Smaller gaps are better — they mean the model is generalizing well and not overfitting to the training data.


In [8]:
# Section 6: Compare Results

# Turn list of results into a DataFrame
results_df = pd.DataFrame(results)

# Calculate generalization gaps
results_df["Accuracy Gap"] = results_df["Train Accuracy"] - results_df["Test Accuracy"]
results_df["F1 Gap"] = results_df["Train F1"] - results_df["Test F1"]

# Sort by test accuracy (best performing at top)
results_df = results_df.sort_values(by="Test Accuracy", ascending=False)

# Show summary table
print("\nSummary of All Models:")
results_df.reset_index(drop=True, inplace=True)
display(results_df)



Summary of All Models:


Unnamed: 0,Model,Train Accuracy,Test Accuracy,Train F1,Test F1,Accuracy Gap,F1 Gap
0,Random Forest (100),1.0,0.8875,1.0,0.866056,0.1125,0.133944
1,AdaBoost (100),0.834246,0.825,0.820863,0.815803,0.009246,0.00506


## Section 7: Conclusions and Insights

In this lab, I evaluated two ensemble models — **Random Forest (100)** and **AdaBoost (100)** — to predict red wine quality using 11 chemical features. Both models performed well but in different ways.

### My Results:
- **Random Forest (100)** had the best test performance with **88.75% accuracy** and **0.8661 F1 score**, but it also had **perfect training scores**. This created a large gap, which suggests overfitting — the model may be memorizing the training data instead of generalizing to new data.
- **AdaBoost (100)** had slightly lower test accuracy (**82.5%**) and F1 score (**0.8158**), but its train and test results were very close. This means it generalizes better and is less likely to overfit.

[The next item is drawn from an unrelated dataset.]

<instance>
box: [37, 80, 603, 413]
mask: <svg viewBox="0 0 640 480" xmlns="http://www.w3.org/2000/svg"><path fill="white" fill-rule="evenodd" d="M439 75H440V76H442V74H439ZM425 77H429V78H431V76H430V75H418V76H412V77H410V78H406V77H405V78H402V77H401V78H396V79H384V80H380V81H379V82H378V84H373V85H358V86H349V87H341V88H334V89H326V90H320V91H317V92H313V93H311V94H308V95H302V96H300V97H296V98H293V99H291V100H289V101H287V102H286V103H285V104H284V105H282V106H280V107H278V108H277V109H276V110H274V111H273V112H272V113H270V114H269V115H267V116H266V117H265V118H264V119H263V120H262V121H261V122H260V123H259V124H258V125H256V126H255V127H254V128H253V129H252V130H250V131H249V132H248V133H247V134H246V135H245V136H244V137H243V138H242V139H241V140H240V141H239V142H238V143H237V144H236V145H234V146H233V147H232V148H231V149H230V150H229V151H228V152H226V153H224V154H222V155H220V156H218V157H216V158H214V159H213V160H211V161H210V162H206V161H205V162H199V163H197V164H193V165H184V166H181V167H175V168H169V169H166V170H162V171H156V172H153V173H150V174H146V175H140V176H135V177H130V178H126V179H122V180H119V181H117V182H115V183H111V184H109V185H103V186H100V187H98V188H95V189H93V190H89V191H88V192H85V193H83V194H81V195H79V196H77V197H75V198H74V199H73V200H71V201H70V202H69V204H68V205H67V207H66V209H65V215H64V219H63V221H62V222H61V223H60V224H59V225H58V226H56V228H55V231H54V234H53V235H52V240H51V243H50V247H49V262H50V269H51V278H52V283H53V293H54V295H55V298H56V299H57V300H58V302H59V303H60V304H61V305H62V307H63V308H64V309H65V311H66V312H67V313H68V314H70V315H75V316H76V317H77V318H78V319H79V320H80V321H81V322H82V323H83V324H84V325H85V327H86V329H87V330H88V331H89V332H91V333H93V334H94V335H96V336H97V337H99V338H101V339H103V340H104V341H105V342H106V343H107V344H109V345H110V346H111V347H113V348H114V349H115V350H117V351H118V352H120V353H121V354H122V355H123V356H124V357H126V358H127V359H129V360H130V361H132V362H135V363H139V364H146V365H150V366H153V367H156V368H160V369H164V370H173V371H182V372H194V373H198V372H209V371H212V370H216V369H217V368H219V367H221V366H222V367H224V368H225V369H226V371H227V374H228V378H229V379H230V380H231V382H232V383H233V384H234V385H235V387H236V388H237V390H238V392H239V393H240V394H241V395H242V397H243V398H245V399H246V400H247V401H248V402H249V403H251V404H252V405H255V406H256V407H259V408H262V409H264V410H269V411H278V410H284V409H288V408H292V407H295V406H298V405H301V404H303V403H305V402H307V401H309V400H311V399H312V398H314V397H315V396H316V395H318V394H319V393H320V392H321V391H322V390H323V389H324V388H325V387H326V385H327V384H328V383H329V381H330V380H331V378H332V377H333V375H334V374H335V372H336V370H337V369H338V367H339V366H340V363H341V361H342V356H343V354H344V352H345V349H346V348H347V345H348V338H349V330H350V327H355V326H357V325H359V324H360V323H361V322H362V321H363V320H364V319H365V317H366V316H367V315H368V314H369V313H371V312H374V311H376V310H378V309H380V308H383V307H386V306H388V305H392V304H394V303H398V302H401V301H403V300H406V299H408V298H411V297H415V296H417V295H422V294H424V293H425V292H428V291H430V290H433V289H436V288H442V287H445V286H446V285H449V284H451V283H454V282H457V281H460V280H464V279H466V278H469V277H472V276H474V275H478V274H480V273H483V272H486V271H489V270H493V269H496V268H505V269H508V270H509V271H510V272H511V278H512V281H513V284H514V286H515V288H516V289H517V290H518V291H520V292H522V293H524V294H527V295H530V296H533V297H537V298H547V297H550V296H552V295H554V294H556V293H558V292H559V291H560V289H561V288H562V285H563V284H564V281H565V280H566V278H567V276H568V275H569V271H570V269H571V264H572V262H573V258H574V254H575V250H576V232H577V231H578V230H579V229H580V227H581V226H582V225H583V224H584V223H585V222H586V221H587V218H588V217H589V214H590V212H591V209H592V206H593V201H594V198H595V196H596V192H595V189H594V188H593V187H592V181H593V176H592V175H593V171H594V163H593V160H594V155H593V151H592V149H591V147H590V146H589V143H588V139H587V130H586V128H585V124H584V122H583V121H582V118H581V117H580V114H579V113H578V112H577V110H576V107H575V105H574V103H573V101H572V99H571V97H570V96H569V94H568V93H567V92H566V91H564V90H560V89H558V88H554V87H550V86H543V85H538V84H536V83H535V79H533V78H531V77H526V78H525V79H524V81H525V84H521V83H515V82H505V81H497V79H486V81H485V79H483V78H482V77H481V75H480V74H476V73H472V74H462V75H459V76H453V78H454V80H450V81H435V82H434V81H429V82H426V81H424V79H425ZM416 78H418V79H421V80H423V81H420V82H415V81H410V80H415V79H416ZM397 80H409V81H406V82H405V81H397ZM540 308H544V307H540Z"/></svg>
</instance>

### Comparison with Other Student Models:
Looking at another student’s results:
- **AdaBoost**: 82.5% accuracy, 0.816 F1 score (similar to mine — shows AdaBoost is stable across experiments).
- **MLP Classifier**: 84.4% accuracy, 0.807 F1 score. Slightly better accuracy than AdaBoost, but lower F1 — which means it might not perform as well on underrepresented classes.

This comparison confirms that **AdaBoost is a solid general-purpose model**, while **MLP and Random Forest** may need more tuning or regularization to avoid overfitting.

### Key Takeaways:
- **Random Forest** gives great performance, but the high training scores make me cautious. I would reduce tree depth or limit features to improve generalization.
- **AdaBoost** may not be the flashiest, but it's consistent — and in real-world projects, consistency is gold.
- **MLP Classifier** looks promising and is worth exploring further, especially with parameter tuning.

### If this were a competition

I’d tune Random Forest to reduce overfitting, try Gradient Boosting or Voting Classifiers, and fix the class imbalance. I’d also use cross-validation to make results more reliable.


### Final Thoughts:
My top pick for now is **AdaBoost** — not because it wins every metric, but because it shows **balanced performance** without overfitting. And as an analyst, I care about models that work just as well tomorrow as they do today.